# Biot and Savart Integral using Vectors

1. Jul 17, 2015

### eliw00d

How would I go about setting up a Biot and Savart Integral using Vectors?

Here is an exercise we had in class:
I tried to set it up using Vectors, and figured dl to be <-L,L> and r to be <½L, -½L>. After the cross product, I am not sure how to handle the integration, since r can vary. Would it be a double integral, or am I overthinking it?

The instructor gave me the answer, and I have been trying to figure out a way to use Vectors to solve it, since I am fairly comfortable with them. Any help would be appreciated!

2. Jul 17, 2015

### Dr. Courtney

Not a double integral.
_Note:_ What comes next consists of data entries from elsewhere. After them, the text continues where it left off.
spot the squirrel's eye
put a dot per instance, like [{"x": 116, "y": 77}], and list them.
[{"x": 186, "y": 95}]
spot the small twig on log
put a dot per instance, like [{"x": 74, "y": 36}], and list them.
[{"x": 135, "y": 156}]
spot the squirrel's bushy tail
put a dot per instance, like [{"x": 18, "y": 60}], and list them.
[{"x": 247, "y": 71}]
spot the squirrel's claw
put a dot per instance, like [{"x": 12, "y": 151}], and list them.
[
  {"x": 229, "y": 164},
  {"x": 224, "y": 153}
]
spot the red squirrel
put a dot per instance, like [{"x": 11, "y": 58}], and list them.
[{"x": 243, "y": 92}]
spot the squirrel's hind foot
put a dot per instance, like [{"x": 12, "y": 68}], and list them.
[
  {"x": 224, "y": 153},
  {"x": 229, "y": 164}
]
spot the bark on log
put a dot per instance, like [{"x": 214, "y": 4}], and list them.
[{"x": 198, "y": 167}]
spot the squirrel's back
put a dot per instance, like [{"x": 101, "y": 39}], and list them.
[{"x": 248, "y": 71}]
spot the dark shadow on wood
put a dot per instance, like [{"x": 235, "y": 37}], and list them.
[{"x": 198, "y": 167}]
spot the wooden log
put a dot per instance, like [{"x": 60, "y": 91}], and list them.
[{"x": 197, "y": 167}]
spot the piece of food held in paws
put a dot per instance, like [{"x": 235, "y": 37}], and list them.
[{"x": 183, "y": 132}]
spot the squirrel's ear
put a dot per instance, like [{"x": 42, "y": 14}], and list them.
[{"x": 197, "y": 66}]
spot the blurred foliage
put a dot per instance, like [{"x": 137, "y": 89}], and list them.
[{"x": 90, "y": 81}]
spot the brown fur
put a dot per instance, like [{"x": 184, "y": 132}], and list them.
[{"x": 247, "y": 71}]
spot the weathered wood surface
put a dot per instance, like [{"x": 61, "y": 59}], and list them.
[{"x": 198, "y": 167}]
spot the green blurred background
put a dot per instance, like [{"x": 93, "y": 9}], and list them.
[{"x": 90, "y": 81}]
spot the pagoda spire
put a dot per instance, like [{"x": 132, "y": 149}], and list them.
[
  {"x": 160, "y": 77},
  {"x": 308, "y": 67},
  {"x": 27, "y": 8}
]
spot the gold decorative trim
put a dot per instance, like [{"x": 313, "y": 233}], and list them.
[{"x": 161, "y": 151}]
The sum of two line integrals.

3. Jul 19, 2015

### eliw00d

Alright, so I split it up into two parts, r1 and r2.

Both have a magnitude of L / sqrt(2).
r1 has a direction vector of <√2 / 2, √2 / 2, 0>,
r2 has a direction vector of <√2 / 2, -√2 / 2, 0>.

Then, dl1 is <-L, 0, 0> and dl2 is <0, L, 0>.

Both cross products are L * (√2 / 2) in (-k) direction.

Do I integrate from L to 0 for the horizontal part, and 0 to L for the vertical part?

The answer he supplied is (μ0 / 4π) * (I * (√2 / L)) in (-k) direction, but I am not getting the same answer.